Interessante l’affermazione del ministro Giorgetti che intende nella prossima Legge di bilancio che si aggira intorno ai 25 miliardi – che comunque dovrà proporre in breve tempo tenendo conto del Patto di stabilità Ue e soprattutto dell’enorme debito che abbiamo accumulato – sostenere la natalità. Evviva, abbiamo finalmente capito che il nostro Paese nel suo complesso è destinato a perdere un gran numero di abitanti: secondo Istat, nel 2080 scenderanno da 59 a 46 milioni e con differenze territoriali marcatissime. La conclusione è che il 54% della popolazione si concentrerà al Settentrione mentre il Sud sarà desertificato.



Ed è giusto avere una visione che vada molto avanti nel tempo perché, per esempio, i bambini che forse nasceranno quest’anno saranno i cittadini che lavoreranno e sosterranno il sistema del mercato del lavoro, dell’assistenza, della previdenza e sappiamo che già ora Inps boccheggia, e non saranno solo gli immigrati che ci salveranno perché anche le popolazioni che sono arrivate nel nostro Paese si sono adeguate e hanno smesso di fare figli, perché hanno ben capito che “l’isola italiana del tesoro” non esiste più. Dunque, ben venga la collaborazione tra forze politiche per un progetto strutturale e non legato alle Leggi di bilancio per costruire insieme l’architrave della popolazione italiana, cioè le culle piene, considerando che la popolazione femminile in età feconda si riduce per la denatalità dei decenni scorsi e comunque si tarda per innumerevoli motivi a mettere su famiglia.



Servono idee, programmi, risorse servono personalità che si facciano carico della questione. Il degiovanimento è una clava sul mercato del lavoro, significa la contrazione dal basso degli occupati, meno tasse e contributi per finanziare il welfare di un numero crescente di anziani. Dunque arriviamo ai servizi per la famiglia che non sono solo asili nido, ma servizi integrativi scolastici, servizi per gli anziani e le persone non autosufficienti e dunque il carico da 90 per le donne e per una riforma della non autosufficienza e disabilità ancora inattuata.

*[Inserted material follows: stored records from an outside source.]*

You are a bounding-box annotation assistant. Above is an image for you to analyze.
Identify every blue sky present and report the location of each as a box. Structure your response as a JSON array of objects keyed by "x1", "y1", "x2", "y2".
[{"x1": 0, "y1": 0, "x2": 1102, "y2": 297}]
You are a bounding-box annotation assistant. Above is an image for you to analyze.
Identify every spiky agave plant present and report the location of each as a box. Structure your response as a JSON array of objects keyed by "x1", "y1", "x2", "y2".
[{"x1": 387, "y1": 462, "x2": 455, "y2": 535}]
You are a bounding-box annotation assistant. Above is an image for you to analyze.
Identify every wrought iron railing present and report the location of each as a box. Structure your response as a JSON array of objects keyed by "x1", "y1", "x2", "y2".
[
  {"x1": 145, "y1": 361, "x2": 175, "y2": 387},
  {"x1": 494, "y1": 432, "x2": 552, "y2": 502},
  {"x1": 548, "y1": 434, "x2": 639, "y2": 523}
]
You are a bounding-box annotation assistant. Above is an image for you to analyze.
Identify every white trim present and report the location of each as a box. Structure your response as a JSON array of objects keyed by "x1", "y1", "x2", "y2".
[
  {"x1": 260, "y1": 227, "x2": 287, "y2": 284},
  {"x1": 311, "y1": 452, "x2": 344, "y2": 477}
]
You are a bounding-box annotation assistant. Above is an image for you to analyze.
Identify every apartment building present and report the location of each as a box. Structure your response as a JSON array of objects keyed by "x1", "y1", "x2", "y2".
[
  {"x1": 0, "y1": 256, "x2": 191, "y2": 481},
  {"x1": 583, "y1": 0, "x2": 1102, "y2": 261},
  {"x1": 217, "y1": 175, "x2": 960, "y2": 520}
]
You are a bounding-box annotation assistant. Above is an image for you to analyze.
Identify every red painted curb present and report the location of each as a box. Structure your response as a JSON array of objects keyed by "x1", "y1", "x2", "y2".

Disoccupazione che non accenna a diminuire, anzi molti donne inattive e molti giovani anche, numeri che vengono sparati (spesso sommessamente) sedati da quelli sull’occupazione che però è soprattutto degli uomini e donne di metà secolo e che nascondono il dato vero: le imprese stanno ferme ora perché attendono con incertezza la manovra di bilancio. Dunque ragioniamo su risorse stabili e non legate a defiscalizzzazioni biennali, ma su una riforma fiscale strutturale. Estendere la durata del congedo per i padri, portare all’80% il tasso di sostituzione del congedo parentale, introdurre forme di congedo flessibile, rafforzare i congedi per i lavoratori autonomi, ricalibrare importi e modalità di accesso all’assegno unico universale, il quale ha effetti discorsivi sull’offerta di lavoro del secondo percettore di reddito, e avvantaggia già chi ha più figli e non chi ne vuole mettere al mondo; azzerare le rette d’iscrizione per le famiglie a reddito medio-basso e seguire l’esempio francese dell’Agenzia per i servizi alla persona.



La natalità come la parità di genere e l’inclusione dei giovani deve superare l’approccio per silos e deve essere integrata in tutti gli organismi di settore, cioè serve una struttura di governo che possa penetrare tutti gli ambiti funzionale e imporsi. Siamo seri e diciamoci la verità: la certificazione di genere che ha dato risorse agli Enti di certificazione e vantaggi alle aziende non ha prodotto maggiore occupazione femminile, almeno nessun monitoraggio è stato compiuto sull’impatto che questa impresa finanziata con il Pnrr ha prodotto.

Le due risorse principali che servono alle famiglie con figli sono il tempo e il reddito, perché è fondamentale per madri e padri occupati organizzarsi con servizi e sostegni economici che però non facciano risalire il reddito familiare e uscire dunque dalle facilitazioni Isee. Il reddito delle famiglie con figli è inferiore a quello nominale di chi ha meno persone a carico e il reddito reale è ben più basso. Se poi mancano i servizi gli asili e le strutture pensare ad aiutare chi ora ha più figli va bene, ma non aiuta a incentivare a fare un progetto di vita per il futuro.

Dunque serriamo le fila e studiamo bene il meccanismo per non sbagliare.